Print

Print


On Mon, 11 Aug 2003, Andy Powell wrote:

> Largely prompted by the need to write up a discussion paper on 'structured
> values' for the DC Usage Board, I've been working on writing up an
> 'abstract model' for DC metadata records.
>
>   http://www.ukoln.ac.uk/metadata/dcmi/abstract-model/
>
> As the introduction says, "the primary purpose of [the abstract model] is
> to provide a reference model against which particular DC encoding
> guidelines can be compared, in order to facilitate better mappings and
> translations between different syntaxes".  However, I strongly suspect
> that documenting the DC abstract model in this way will also be very
> helpful to people who want to use DC properties and constructs within
> their own non-DCMI metadata applications.
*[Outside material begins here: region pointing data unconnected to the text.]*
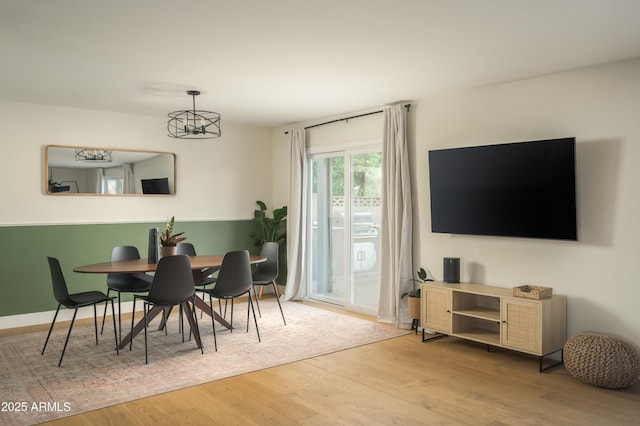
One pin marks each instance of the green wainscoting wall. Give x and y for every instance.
(25, 283)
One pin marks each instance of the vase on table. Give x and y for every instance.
(168, 251)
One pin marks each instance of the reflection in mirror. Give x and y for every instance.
(104, 171)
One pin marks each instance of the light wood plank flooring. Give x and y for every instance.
(399, 381)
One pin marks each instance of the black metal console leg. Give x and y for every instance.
(414, 324)
(542, 369)
(436, 337)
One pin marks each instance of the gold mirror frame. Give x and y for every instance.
(66, 172)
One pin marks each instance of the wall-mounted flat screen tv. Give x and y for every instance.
(524, 189)
(155, 186)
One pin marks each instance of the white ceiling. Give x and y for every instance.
(273, 62)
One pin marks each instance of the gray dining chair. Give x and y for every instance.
(266, 274)
(75, 301)
(172, 286)
(234, 280)
(125, 283)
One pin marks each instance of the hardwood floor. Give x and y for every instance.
(399, 381)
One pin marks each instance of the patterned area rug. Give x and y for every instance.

I think this will be a very useful document.

Some comments:

1.      Section 3 Qualified DC model : Third bullet and note

I am wondering about the implications of the note

<quote>
It (is) recognised that many real-world metadata applications will use
additional properties beyond those indicated in the third bullet point
above. While such usage does not fall strictly within the definition of
'qualified DC' provided here, such applications are strongly encouraged to
conform to the DCMI abstract model in order to achieve maximum
interoperability with other DC metadata records.
</quote>

The third bullet states :Each property must be one of the elements or
element refinements recommended by the DCMI

I am wondering whether it is worthwhile defining the model of qualified DC
so strictly that 'many real-world' applications of DC will be excluded?
Particularly, as you mention above,as this model may be quite helpful to
such applications.

I would prefer the third bullet to say something like:

Wherever possible existing DCMI elements or element refinements should be
used to describe properties.

And possibly add a bullet along the lines of:

Local (novel? non-DCMI?) terms should follow DCMI conventions as regards
relationships between terms i.e. properties should be expressed as
elements or element refinements with no nesting or grouping.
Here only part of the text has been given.